Generation of wideband tunable femtosecond laser based on nonlinear propagation of power-scaled mode-locked femtosecond laser pulses in photonic crystal fiber

doi:10.1088/1674-1056/abe231

Abstract We implement an experimental study for the generation of wideband tunable femtosecond laser with a home-made power-scaled mode-locked fiber oscillator as the pump source. By coupling the sub-100 fs mode-locked pulses into a nonlinear photonic crystal fiber (NL-PCF), the exited spectra have significant nonlinear broadening and cover a spectra range of hundreds of nm. In experiment, by reasonably optimizing the structure parameters of NL-PCF and regulating the power of the incident pulses, femtosecond laser with tuning range of 900-1290 nm is realized. The research approach promotes the development of femtosecond lasers with center wavelengths out of the traditional laser gain media toward the direction of simplicity and ease of implementation.

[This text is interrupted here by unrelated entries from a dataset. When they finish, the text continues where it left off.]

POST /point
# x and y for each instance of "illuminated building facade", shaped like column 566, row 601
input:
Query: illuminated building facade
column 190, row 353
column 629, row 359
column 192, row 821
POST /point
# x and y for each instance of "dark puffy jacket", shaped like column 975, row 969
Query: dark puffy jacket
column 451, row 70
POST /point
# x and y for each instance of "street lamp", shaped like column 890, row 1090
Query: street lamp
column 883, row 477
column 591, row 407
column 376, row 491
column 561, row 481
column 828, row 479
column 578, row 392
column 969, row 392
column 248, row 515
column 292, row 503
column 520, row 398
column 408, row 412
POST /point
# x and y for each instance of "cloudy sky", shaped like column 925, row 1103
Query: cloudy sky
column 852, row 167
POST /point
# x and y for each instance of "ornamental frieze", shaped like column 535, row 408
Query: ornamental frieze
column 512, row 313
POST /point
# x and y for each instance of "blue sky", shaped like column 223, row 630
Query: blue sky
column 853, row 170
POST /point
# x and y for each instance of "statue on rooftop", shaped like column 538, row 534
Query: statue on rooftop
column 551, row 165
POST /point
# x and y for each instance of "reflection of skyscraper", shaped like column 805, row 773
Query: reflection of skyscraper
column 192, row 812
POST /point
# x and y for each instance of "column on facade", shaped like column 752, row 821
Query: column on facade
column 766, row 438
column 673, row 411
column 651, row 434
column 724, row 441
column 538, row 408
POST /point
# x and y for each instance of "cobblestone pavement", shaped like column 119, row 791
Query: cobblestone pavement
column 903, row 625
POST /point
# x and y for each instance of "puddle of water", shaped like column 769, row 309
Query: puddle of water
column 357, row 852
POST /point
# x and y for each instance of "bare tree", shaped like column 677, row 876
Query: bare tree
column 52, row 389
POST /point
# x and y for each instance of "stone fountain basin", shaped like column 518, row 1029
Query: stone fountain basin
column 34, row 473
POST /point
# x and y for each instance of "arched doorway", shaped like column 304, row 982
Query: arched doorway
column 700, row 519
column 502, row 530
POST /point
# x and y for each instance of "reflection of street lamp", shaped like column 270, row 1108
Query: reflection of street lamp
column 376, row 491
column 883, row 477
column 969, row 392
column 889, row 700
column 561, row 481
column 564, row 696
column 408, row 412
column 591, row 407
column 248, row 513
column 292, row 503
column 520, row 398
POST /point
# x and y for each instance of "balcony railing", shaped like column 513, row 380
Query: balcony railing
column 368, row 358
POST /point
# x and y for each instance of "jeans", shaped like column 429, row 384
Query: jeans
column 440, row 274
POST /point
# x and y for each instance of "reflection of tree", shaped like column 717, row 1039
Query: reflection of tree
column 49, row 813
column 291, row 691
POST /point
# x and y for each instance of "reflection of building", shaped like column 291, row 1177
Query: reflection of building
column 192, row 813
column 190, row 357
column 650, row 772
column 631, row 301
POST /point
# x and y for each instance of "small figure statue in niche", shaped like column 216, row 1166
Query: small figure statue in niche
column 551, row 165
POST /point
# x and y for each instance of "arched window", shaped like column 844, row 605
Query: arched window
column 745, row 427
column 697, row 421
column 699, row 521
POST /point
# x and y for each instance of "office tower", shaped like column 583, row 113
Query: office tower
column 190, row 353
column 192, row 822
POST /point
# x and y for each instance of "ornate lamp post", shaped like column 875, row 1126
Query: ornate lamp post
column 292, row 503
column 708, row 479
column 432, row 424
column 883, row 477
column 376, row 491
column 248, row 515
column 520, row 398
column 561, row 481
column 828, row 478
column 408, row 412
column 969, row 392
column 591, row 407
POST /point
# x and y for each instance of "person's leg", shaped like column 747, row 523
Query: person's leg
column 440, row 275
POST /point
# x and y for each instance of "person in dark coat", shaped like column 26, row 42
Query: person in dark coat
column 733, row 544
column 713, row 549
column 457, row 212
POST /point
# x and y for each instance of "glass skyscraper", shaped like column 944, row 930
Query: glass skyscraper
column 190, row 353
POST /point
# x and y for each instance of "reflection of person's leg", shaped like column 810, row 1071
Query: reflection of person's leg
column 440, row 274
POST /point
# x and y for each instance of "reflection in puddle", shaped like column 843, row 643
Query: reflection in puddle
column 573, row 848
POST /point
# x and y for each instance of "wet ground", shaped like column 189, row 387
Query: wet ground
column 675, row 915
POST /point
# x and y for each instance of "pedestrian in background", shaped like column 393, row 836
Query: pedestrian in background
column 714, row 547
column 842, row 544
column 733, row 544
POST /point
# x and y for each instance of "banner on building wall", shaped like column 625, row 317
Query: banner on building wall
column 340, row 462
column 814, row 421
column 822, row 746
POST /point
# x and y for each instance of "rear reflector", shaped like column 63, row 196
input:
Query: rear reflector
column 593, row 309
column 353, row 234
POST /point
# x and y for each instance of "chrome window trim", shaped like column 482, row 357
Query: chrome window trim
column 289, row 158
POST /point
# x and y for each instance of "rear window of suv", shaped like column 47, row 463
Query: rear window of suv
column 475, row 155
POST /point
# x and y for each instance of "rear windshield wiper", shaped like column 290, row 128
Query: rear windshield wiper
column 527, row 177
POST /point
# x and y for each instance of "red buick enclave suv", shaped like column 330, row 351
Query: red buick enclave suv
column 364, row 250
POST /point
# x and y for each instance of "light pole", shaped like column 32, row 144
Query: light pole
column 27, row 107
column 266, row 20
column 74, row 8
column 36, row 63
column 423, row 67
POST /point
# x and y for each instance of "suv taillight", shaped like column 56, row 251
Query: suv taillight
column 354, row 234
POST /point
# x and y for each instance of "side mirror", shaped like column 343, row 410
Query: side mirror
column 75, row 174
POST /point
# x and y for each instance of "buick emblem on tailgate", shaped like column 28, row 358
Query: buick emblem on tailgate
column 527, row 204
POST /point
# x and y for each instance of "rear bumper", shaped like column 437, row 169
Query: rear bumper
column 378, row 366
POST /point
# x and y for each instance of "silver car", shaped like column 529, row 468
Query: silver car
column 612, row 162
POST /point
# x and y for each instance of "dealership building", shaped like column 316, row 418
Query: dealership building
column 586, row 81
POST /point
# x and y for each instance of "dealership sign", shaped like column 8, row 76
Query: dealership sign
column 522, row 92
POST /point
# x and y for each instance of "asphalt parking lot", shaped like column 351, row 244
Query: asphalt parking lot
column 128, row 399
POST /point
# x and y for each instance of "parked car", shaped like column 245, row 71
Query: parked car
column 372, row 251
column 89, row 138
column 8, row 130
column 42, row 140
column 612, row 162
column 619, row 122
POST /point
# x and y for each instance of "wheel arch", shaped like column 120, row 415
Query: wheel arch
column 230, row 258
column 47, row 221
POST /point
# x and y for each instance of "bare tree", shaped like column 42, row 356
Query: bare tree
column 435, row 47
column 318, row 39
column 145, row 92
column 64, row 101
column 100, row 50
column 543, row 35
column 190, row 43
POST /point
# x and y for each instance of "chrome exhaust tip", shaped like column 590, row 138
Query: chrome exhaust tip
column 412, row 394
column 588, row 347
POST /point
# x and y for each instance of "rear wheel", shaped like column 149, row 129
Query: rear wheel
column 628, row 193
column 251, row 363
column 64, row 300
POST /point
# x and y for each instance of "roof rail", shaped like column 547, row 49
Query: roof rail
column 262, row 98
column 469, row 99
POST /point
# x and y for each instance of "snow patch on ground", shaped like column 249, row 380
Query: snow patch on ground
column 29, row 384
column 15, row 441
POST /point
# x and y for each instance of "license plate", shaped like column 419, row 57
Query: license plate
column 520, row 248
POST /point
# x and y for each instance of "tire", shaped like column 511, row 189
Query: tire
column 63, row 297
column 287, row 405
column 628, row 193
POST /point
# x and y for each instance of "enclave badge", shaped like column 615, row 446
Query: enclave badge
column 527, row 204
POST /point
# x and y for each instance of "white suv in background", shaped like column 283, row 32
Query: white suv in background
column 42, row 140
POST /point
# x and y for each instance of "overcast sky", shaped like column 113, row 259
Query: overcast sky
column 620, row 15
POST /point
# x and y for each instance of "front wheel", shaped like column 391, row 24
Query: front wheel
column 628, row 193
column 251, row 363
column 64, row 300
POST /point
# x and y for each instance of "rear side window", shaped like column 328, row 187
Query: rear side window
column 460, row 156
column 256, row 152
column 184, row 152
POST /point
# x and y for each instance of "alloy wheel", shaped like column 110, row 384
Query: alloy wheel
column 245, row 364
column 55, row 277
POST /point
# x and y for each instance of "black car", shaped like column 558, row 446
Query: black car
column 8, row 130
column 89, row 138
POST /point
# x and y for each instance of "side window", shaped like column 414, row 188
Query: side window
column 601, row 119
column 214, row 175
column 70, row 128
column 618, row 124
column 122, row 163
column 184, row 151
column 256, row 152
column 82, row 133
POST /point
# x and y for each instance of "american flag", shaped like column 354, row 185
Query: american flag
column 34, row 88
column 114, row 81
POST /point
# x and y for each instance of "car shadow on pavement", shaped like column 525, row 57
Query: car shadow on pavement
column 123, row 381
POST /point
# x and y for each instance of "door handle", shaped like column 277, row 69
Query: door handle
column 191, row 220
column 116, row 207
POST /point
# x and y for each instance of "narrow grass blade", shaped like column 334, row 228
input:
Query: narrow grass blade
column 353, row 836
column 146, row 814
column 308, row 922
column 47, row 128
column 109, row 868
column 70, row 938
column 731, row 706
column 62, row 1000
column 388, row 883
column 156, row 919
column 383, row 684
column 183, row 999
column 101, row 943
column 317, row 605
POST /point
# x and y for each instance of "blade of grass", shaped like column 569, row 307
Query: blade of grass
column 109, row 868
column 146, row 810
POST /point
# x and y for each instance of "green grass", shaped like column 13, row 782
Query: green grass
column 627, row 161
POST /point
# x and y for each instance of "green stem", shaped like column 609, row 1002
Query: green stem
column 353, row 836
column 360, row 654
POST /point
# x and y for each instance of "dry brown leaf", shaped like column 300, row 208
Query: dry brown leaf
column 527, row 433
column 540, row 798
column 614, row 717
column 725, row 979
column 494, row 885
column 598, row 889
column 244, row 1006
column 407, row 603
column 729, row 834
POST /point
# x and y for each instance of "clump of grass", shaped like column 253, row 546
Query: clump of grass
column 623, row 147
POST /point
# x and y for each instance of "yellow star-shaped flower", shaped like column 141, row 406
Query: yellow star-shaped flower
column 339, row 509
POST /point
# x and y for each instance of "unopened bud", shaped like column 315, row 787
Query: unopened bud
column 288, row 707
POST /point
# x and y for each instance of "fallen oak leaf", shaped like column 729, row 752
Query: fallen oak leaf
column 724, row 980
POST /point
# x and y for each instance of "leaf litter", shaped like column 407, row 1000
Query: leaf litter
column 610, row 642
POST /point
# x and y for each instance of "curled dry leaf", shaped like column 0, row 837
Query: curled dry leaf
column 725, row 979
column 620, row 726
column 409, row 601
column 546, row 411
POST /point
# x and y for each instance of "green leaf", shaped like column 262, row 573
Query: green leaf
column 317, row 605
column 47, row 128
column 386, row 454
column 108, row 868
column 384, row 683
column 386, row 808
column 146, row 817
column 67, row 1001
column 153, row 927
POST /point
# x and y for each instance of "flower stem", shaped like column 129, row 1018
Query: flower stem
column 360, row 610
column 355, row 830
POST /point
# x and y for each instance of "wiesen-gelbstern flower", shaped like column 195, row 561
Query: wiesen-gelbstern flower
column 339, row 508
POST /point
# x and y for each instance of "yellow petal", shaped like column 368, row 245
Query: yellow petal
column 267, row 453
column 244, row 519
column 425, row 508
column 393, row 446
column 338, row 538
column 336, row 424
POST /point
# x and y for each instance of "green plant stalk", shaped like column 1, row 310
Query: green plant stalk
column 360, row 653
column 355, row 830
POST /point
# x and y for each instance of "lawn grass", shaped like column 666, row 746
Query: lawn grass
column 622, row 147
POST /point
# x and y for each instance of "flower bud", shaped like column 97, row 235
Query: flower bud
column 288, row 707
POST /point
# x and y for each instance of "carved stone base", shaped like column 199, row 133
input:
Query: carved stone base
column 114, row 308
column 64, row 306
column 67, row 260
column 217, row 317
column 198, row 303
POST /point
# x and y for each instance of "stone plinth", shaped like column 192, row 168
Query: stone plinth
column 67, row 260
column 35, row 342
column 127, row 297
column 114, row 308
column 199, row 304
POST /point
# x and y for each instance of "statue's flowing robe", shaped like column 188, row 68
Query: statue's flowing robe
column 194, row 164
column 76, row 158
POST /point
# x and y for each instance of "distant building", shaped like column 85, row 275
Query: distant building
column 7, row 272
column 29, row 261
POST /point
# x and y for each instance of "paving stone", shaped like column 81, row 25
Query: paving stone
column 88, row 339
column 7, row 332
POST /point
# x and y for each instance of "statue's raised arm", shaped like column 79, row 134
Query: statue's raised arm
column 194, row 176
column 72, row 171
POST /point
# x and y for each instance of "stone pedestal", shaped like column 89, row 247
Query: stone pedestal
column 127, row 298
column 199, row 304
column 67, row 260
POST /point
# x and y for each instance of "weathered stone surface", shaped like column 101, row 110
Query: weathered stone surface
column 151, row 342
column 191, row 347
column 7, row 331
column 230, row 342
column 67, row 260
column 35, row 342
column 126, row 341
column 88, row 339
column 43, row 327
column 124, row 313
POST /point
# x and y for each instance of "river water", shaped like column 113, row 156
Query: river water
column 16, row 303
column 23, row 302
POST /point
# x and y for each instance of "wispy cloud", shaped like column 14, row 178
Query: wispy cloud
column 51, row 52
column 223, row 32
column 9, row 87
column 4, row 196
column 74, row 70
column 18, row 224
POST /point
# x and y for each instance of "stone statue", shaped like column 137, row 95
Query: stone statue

Keywords: power-scaled mode-locking laser photonic crystal fiber wide tunability femtosecond pulse

Received: 15 December 2020
Revised: 14 January 2021
Accepted manuscript online: 02 February 2021

PACS:	42.55.-f	(Lasers)
	42.55.Wd	(Fiber lasers)
	42.81.-i	(Fiber optics)
	42.65.-k	(Nonlinear optics)

Fund: Project supported by the National Natural Science Foundation of China (Grant No. 61805274), the Major Program of the National Natural Science Foundation of China (Grant No. 12034020), and Research Foundation of Inner Mongolia University of China (Grant No. 21200-5215108).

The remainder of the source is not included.